Limit alcohol consumption to one drink per day for women or two drinks per day for men (this means 12 ounces [355 milliliters] of beer; 5 ounces [148 milliliters] of wine; 1 1/2 ounces [44 milliliters] of 80-proof distilled spirits). Alcohol can raise your blood pressure even more if combined with medications that cause high blood pressure. It's important to avoid alcohol if you are taking prescription medication for high blood pressure because it could increase side effects from the medication.
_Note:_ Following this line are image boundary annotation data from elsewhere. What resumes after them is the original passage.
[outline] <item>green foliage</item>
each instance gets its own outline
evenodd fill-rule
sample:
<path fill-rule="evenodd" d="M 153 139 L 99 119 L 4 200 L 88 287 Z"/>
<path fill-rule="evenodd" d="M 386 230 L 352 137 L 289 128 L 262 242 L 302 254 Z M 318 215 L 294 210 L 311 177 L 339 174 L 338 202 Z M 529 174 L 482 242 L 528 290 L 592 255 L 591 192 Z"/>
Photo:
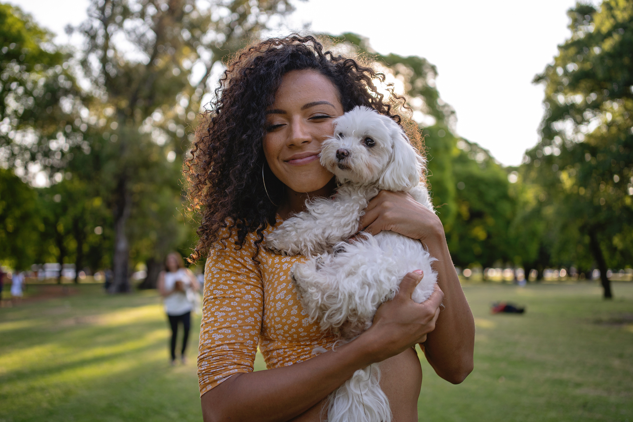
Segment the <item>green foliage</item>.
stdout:
<path fill-rule="evenodd" d="M 44 287 L 28 286 L 27 294 Z M 614 287 L 618 300 L 610 303 L 585 283 L 465 285 L 477 325 L 475 369 L 453 385 L 421 357 L 420 420 L 630 420 L 633 332 L 625 323 L 633 285 Z M 192 323 L 189 363 L 172 368 L 156 293 L 71 289 L 78 294 L 0 308 L 0 419 L 200 421 L 199 320 Z M 490 315 L 499 300 L 527 312 Z"/>
<path fill-rule="evenodd" d="M 39 170 L 52 177 L 87 146 L 80 128 L 87 97 L 70 54 L 51 39 L 30 15 L 0 4 L 0 164 L 28 179 Z"/>
<path fill-rule="evenodd" d="M 428 183 L 454 263 L 491 266 L 499 259 L 517 264 L 533 260 L 538 249 L 530 230 L 534 225 L 513 223 L 522 194 L 510 189 L 508 171 L 487 151 L 454 135 L 455 113 L 436 87 L 435 66 L 418 56 L 378 54 L 368 40 L 355 34 L 330 37 L 354 46 L 361 57 L 376 59 L 384 66 L 379 70 L 401 83 L 413 117 L 424 122 L 419 128 L 429 160 Z M 517 237 L 508 235 L 511 230 Z"/>
<path fill-rule="evenodd" d="M 35 190 L 0 168 L 0 264 L 27 270 L 36 258 L 44 225 Z"/>
<path fill-rule="evenodd" d="M 458 146 L 460 152 L 451 163 L 458 181 L 458 216 L 447 232 L 454 264 L 492 266 L 498 260 L 514 261 L 515 239 L 508 234 L 516 200 L 510 194 L 508 173 L 476 144 L 462 140 Z M 520 257 L 518 261 L 521 264 Z"/>
<path fill-rule="evenodd" d="M 570 38 L 535 78 L 546 111 L 523 174 L 542 188 L 553 261 L 594 261 L 604 275 L 633 258 L 633 4 L 568 15 Z"/>

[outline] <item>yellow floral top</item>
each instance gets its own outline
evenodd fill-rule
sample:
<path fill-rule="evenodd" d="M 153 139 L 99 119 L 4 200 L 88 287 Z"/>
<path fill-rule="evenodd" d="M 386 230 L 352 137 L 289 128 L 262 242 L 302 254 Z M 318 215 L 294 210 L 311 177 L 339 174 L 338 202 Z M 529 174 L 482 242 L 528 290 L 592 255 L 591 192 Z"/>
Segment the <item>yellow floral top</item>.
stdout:
<path fill-rule="evenodd" d="M 281 223 L 278 219 L 275 227 Z M 273 228 L 268 227 L 265 235 Z M 310 323 L 289 273 L 305 258 L 283 256 L 260 248 L 255 233 L 235 249 L 235 230 L 209 253 L 204 271 L 204 297 L 197 359 L 200 395 L 231 375 L 252 372 L 258 346 L 270 369 L 313 356 L 316 346 L 331 347 L 335 340 Z"/>

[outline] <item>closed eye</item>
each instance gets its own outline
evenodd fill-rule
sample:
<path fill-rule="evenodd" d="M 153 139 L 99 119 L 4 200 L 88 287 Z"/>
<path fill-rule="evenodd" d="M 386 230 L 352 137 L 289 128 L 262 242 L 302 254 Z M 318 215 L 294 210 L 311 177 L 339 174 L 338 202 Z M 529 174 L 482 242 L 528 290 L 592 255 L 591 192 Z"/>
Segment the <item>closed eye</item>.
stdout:
<path fill-rule="evenodd" d="M 327 119 L 332 117 L 331 116 L 328 116 L 327 115 L 320 115 L 318 116 L 313 116 L 308 120 L 318 120 L 320 119 Z"/>
<path fill-rule="evenodd" d="M 279 123 L 279 125 L 269 125 L 266 127 L 266 132 L 272 132 L 275 129 L 281 127 L 282 126 L 285 126 L 285 123 Z"/>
Speak with your doctor about the risks associated with alcohol use based on medical history and current medications being taken before drinking alcohol regularly or binge drinking at any time.
In most cases, you can control your high blood pressure by making lifestyle changes.
In most cases, you can control your high blood pressure by making lifestyle changes. Your doctor will recommend specific actions based on whether you have primary or secondary hypertension, but some general measures are:
Take any prescribed medications as directed.
Make dietary changes, such as reducing salt intake and increasing potassium in your diet.
Limit alcohol consumption.
Lose weight if you're overweight or obese.